-
メール
3004965319@qq.com
-
電話番号
15201736385
-
アドレス
上海嘉定区澄瀏道路52号
研生elisa販売拠点(上海研生実業有限公司)
3004965319@qq.com
15201736385
上海嘉定区澄瀏道路52号
通常のPCRの検査効率を最適化するには、反応系とプライマー設計を最適化するほか、増幅プログラムの精密化調整にも注目する必要がある。次に、いくつかの重要な戦略を示します。
1.勾配PCRによる最適アニーリング温度の決定
アニール温度は増幅特異性に重要である。アニーリング温度は、50°C−65°Cの勾配を設定するなどの勾配PCRによって迅速にスクリーニングすることができ、非特異的ストリップまたは増幅失敗を回避することができる。プライマーTm値の差が大きい場合は、「Touchdown PCR」を試してみてください。つまり、高温から徐々にアニール温度を下げ、高特異性産物を優先的に増幅することができます。
2.サイクルパラメータの最適化
−予備変性時間:高GC含有量のテンプレートに対して、初期変性を5〜10分に延長し、DNA鎖の解鎖を確保することができる。
−延長時間:増幅断片の長さに基づいて調整する(一般的には1 kb/分で計算する)が、酵素活性の違いに注意する必要がある。例えば、ハイファイ酵素はより長い時間を必要とすることがあります。

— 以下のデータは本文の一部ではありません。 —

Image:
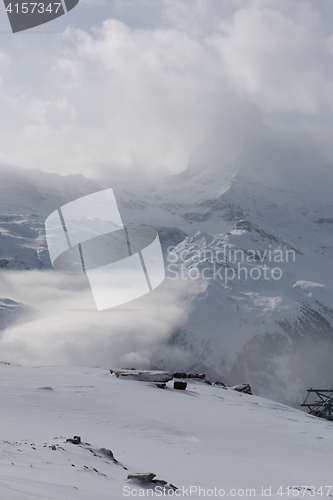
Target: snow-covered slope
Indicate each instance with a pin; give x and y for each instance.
(273, 205)
(205, 437)
(268, 200)
(26, 199)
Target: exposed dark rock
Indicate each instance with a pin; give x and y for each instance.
(144, 375)
(75, 440)
(180, 385)
(246, 388)
(219, 383)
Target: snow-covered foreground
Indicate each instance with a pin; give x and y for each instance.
(204, 437)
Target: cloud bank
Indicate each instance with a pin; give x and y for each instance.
(65, 327)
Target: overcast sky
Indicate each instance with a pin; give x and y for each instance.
(123, 86)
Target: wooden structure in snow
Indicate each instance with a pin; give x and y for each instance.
(320, 403)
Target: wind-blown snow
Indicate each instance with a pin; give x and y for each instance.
(205, 436)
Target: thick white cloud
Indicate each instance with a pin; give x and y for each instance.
(125, 100)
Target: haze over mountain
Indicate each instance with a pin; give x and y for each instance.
(258, 194)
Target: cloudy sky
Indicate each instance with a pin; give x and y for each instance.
(122, 86)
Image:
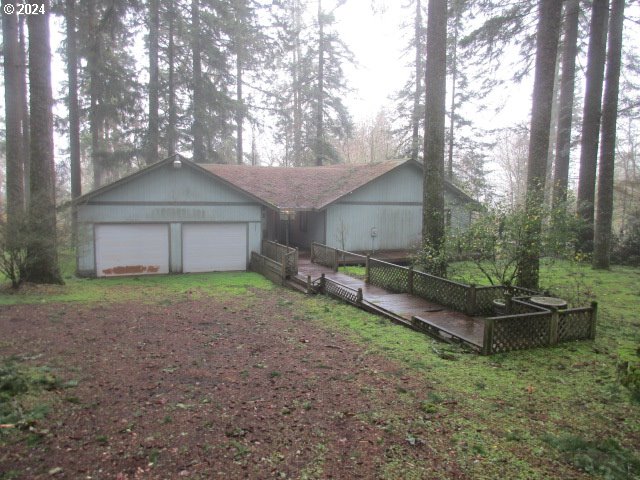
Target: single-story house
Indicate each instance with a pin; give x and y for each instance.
(178, 216)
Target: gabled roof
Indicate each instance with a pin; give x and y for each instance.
(311, 188)
(301, 188)
(87, 197)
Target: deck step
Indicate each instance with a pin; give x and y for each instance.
(296, 285)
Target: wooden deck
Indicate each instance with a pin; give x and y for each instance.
(434, 319)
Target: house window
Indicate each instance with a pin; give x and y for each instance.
(304, 221)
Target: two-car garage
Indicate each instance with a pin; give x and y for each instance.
(171, 217)
(145, 248)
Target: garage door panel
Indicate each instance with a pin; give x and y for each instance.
(131, 249)
(214, 247)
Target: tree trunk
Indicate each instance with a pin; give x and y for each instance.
(74, 117)
(173, 120)
(96, 121)
(24, 101)
(591, 120)
(567, 83)
(417, 95)
(320, 111)
(239, 107)
(604, 213)
(198, 105)
(454, 78)
(435, 81)
(549, 17)
(13, 121)
(297, 102)
(152, 134)
(42, 256)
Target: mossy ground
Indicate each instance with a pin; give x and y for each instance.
(519, 408)
(546, 413)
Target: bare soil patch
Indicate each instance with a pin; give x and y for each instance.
(240, 387)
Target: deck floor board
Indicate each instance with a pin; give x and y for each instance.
(470, 329)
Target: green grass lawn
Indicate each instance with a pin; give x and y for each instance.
(509, 413)
(143, 288)
(564, 401)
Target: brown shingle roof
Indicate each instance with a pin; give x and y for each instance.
(303, 188)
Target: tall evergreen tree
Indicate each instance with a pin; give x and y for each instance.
(198, 106)
(24, 100)
(42, 260)
(312, 118)
(13, 121)
(111, 83)
(154, 82)
(74, 114)
(567, 83)
(435, 78)
(604, 214)
(550, 14)
(591, 119)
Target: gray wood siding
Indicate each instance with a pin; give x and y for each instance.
(393, 205)
(314, 233)
(172, 196)
(398, 226)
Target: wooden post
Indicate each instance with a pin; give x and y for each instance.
(594, 318)
(366, 269)
(487, 340)
(410, 280)
(508, 304)
(283, 271)
(553, 326)
(471, 299)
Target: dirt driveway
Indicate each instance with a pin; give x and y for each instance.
(241, 387)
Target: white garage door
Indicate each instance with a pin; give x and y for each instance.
(131, 249)
(214, 247)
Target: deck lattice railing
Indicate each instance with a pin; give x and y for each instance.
(442, 291)
(268, 267)
(522, 325)
(281, 254)
(538, 329)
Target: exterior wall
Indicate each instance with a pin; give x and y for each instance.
(314, 232)
(167, 195)
(392, 205)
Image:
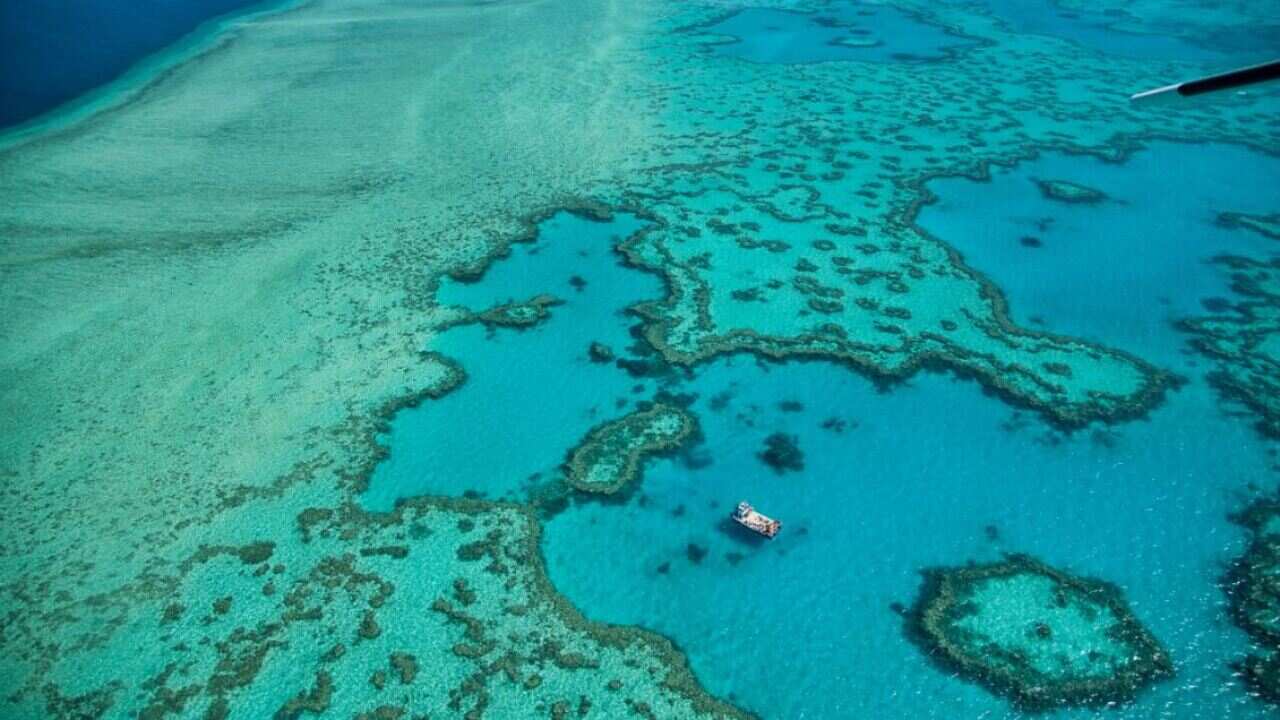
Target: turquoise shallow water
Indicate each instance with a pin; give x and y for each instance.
(801, 627)
(1096, 30)
(842, 32)
(223, 270)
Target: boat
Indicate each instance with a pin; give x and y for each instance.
(752, 519)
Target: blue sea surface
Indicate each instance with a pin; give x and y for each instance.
(803, 627)
(54, 51)
(1096, 31)
(530, 393)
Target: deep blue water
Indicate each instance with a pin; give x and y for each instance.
(55, 50)
(887, 487)
(842, 32)
(530, 395)
(1143, 249)
(1096, 31)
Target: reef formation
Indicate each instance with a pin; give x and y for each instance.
(612, 455)
(1066, 191)
(1244, 343)
(1036, 634)
(1252, 587)
(519, 315)
(291, 327)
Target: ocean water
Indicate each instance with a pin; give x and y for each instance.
(887, 486)
(923, 278)
(863, 32)
(51, 53)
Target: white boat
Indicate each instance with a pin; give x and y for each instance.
(749, 518)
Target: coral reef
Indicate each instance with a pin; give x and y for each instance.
(782, 454)
(1266, 226)
(1036, 634)
(1252, 587)
(1066, 191)
(1244, 345)
(612, 455)
(520, 314)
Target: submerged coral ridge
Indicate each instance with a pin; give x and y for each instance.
(1037, 634)
(1252, 587)
(1246, 343)
(438, 606)
(612, 455)
(520, 314)
(214, 300)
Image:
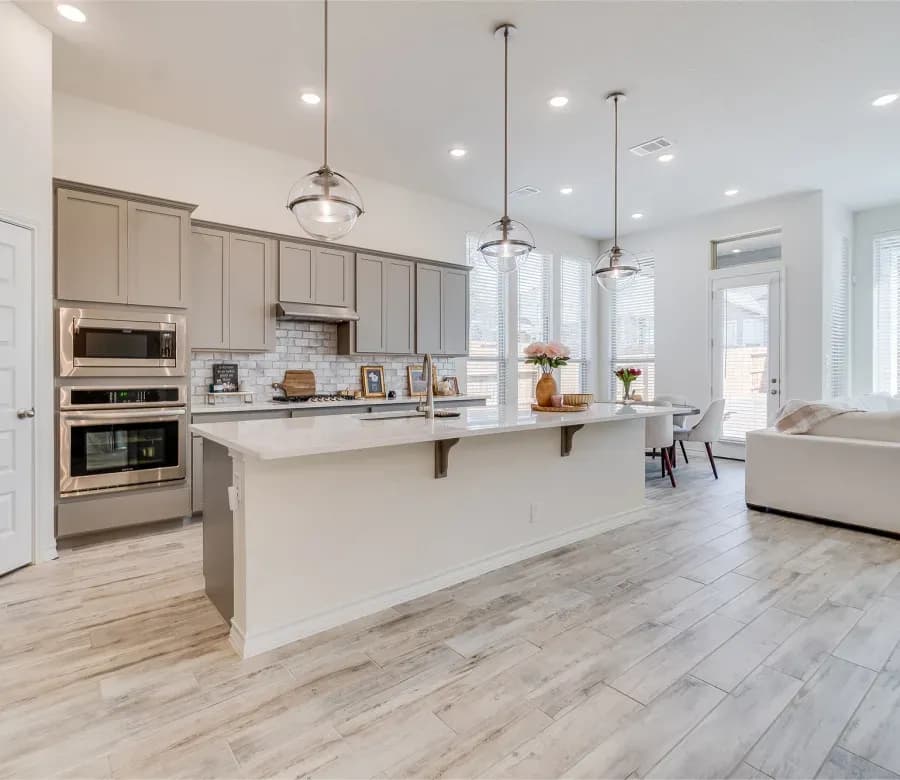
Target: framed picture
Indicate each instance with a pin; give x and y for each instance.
(373, 381)
(415, 380)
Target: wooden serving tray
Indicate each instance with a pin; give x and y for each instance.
(580, 408)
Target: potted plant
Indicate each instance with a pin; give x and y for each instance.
(548, 356)
(626, 377)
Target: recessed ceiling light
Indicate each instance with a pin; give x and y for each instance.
(885, 100)
(71, 13)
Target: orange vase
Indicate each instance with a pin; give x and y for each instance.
(545, 389)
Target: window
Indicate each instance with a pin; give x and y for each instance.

-サイクル数:一般的な増幅推奨25~35サイクル。多すぎるサイクルはプライマー二量体のリスクを増加させ、テンプレートを希釈することによって、またはサイクル数平衡感度と特異性を減少させることができる。
3.添加剤の使用
-DMSOまたはベタイン:複雑な二次構造の影響を緩和し、特に長い断片または高いGCテンプレート(推奨最終濃度3~5%)に適している。
-Mg²濃度最適化:Mg²はTaq酵素の補助因子であり、その濃度(通常1.5-2.5 mM)はdNTPsと平衡しなければならない。最適濃度は、0.5 mM間隔の勾配実験により決定することができる。
4.テンプレートの品質と量
分解または抑制物質を含むテンプレートの使用を避ける。サンプルが環境DNAである場合、カラム精製などの前処理工程を追加することができる。テンプレート量は1 ~ 100 ngの間が推奨されており、多すぎると非特異的な増幅を招く可能性があり、少なすぎるとサイクル数を増やす必要があります。
5.対照設定
試薬汚染または系異常を排除するために、陽性対照(既知のテンプレート)、陰性対照(テンプレートなし)、および内部対照(例えば執事遺伝子)が含まれる。